Since \(\text{mean of }\hat{\tau}_p\) is 42 and \(E(g) = \sum p(s)*g(s)\), we can compute the variance of \(\hat{\tau}_p\) as:

\[\operatorname{Var}(\hat{\tau}_p) = E[\hat{\tau}_p-\text{mean of }\hat{\tau}_p]^2\]

\[= 0.09\times(36.67-42)^2+0.04\times(30.00-42)^2+0.25\times(50.00-42)^2+0.06\times(33.33-42)^2\]

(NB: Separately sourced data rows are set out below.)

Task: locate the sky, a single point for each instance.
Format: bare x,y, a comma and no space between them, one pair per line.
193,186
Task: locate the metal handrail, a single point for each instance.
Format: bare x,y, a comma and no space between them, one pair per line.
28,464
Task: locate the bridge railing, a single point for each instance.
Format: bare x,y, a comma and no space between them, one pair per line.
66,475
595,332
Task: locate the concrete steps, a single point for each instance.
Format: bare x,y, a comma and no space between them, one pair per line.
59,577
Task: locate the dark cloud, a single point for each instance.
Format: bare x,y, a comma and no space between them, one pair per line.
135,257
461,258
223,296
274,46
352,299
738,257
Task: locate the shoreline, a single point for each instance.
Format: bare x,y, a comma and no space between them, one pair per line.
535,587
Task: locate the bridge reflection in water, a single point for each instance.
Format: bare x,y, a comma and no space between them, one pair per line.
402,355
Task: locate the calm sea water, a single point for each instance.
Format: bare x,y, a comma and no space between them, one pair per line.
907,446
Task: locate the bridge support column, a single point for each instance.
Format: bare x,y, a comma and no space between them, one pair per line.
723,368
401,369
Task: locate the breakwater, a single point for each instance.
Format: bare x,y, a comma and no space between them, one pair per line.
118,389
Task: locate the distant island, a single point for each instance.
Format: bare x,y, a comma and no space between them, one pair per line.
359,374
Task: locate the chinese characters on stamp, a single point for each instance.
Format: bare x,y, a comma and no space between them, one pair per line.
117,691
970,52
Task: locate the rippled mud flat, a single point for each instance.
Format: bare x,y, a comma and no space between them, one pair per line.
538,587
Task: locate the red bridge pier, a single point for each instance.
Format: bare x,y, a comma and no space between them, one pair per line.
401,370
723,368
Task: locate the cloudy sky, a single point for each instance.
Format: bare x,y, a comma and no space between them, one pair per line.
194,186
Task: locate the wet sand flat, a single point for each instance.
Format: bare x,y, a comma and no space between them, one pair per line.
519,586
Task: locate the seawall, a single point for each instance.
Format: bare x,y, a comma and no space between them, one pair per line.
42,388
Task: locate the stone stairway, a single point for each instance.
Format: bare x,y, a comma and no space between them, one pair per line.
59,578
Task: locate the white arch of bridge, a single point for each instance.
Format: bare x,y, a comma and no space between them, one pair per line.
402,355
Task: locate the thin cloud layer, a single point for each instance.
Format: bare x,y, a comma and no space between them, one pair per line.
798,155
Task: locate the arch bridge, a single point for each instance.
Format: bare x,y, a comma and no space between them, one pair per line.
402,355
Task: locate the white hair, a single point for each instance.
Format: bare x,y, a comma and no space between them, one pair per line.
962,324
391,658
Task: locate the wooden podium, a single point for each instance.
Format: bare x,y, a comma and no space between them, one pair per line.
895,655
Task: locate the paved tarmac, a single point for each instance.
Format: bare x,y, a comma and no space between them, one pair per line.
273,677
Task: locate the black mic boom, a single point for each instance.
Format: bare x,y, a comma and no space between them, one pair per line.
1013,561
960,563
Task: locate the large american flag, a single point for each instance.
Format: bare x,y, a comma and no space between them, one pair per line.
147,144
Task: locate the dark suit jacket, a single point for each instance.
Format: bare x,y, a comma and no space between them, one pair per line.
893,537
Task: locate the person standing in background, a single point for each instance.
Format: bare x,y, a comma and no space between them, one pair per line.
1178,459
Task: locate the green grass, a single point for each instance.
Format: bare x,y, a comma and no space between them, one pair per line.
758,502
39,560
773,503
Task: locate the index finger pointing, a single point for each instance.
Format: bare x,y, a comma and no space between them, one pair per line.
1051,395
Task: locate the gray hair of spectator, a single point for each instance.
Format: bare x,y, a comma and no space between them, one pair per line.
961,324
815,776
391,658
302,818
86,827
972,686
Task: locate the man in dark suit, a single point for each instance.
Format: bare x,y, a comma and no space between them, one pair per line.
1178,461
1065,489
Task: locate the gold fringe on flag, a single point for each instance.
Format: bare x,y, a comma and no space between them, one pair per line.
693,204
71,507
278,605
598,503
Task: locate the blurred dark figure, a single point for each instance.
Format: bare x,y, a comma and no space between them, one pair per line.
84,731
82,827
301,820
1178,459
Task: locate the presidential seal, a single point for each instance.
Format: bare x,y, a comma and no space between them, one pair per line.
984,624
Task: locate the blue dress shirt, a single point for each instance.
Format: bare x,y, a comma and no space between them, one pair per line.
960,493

\[+0.06\times(33.33-42)^2+0.15\times(43.33-42)^2+0.15\times(43.33-42)^2+0.10\times(40.00-42)^2\]

\[+0.10\times(40.00-42)^2\]

\[=34.67\]

Similarly, we can compute that the variance of \(\hat{\tau}_\pi\) is 146.46.

Now, how do we compute the MSE of \(\hat{\tau}_p\)?

By definition, \(\operatorname{MSE}(\hat{\tau}_p) = E(\hat{\tau}_p-\tau)^2\), in this case, since \(\hat{\tau}_p\) is unbiased and \(E(\hat{\tau}_p) =\tau\), \(\operatorname{MSE}(\hat{\tau}_p)\) is the same as \(\operatorname{Var}(\hat{\tau}_p)\).

Remark 1

The above demonstration is just a teaching tool. In reality, we will not know the population and will not come across small population problems like this other than in exams and assignments. What we know is:

Unit Selection probability
1 0.3
2 0.2
3 0.5

And, we draw a sample. If the sample we draw is (1,2) then \(\hat{\tau}_p = 33.33\) and \(\hat{\tau}_\pi=38.24\).

We will not be able to find the real population total nor the real variance of the estimator. However, we will be able to estimate them.

Remark 2

Now, should we use \(\hat{\tau}_p\) or should we use \(\hat{\tau}_\pi\)?

There are no clear answers. Both estimators ar acceptable when \(y_i\) and \(p_i\) are proportional.